O pałacu krąży mnóstwo legend i plotek. Na przykład, że cegły do budowy budynku sprowadzono z Polski.
Miejscowi mówią, że w latach 90. XX wieku nieznany dla szerszej opinii publicznej ukraiński biznesmen kupił pałac i rozpoczął w nim remont, przyznaczył ochronę, ale później prace ustały, odwołano ochronę, a sam biznesmen zniknął. W ostatnich latach władzy sowieckiej i być może na początku niepodległości Ukrainy na fasadzie pałacu widniał napis wykonany z girlandy elektrycznej „Centrum Rehabilitacji”, jednak nie wiadomo do końca, jaki to ośrodek i czy w ogóle działał. Istnieją wersje, że w pałacu spotykały się łoże masońskie, gdyż w środku znajdował się „tron mistrza”, a także stół z krzesłami z wysokimi oparciami.

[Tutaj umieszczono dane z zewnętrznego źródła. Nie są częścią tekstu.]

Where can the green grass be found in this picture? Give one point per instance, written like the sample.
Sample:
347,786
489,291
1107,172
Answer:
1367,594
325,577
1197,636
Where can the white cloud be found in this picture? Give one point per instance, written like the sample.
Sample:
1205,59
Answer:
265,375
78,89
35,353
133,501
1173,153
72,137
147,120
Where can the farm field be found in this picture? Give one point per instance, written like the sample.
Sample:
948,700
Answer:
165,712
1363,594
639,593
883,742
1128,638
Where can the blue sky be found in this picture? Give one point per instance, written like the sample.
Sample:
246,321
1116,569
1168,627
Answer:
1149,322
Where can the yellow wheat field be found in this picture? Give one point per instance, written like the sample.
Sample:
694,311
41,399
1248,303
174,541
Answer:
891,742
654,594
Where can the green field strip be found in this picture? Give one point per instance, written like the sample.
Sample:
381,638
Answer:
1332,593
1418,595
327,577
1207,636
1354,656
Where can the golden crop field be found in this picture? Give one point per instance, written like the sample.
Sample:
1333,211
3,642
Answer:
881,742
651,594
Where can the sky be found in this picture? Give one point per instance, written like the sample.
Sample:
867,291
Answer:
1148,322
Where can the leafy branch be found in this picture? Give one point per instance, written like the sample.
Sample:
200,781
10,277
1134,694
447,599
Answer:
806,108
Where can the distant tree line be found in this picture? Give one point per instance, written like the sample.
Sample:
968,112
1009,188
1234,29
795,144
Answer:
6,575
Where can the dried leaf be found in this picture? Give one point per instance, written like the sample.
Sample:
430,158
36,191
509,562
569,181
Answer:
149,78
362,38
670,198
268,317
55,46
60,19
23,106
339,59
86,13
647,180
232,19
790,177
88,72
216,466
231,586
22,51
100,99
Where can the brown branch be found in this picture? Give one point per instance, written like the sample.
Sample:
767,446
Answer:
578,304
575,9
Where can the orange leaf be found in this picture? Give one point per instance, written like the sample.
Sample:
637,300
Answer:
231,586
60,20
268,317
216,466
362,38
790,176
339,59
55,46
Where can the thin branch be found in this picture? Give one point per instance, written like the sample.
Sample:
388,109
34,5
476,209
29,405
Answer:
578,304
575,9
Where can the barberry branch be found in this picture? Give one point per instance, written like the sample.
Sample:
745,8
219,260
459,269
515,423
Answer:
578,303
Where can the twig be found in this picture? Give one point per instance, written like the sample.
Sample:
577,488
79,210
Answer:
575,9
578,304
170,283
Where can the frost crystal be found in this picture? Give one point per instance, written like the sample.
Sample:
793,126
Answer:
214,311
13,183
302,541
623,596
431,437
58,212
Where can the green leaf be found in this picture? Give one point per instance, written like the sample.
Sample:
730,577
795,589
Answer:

Od 2019 roku w pałacu mieści się Ogólnoukraińskie Centrum Wedyjskie Krysznaitów Gowindaland. Oni kupili go od banku za długi biznesmena, który kupił ten pałac w latach 90-tych, a potem zniknął.
Po napisaniu wiadomości do krysznaitów z Gowindalandu z pytaniem czy mogę odwiedzić pałac, dostałam zaproszenie na kilka dni z noclegiem i uczestnictwem w ich programie duchowym i kulturalnym.
Możliwość noclegu w prawdziwym pałacu mnie zachwyciła, więc przyjęłam zaproszenie.
Kiedyś chciałam przenocować w tak samo pięknie zachowanym pałacu Czetwertyńskich-Jaroszyńskich w Antopolu, ale niestety jest to zakład psychoneurologiczny, więc dopóki nie stanę się ich klientem, to chyba nieprędko tam przenocuję :).
Do Małej Rostówki pojechałam ze swoją koleżanką, także dziennikarką i polonistką Hanią.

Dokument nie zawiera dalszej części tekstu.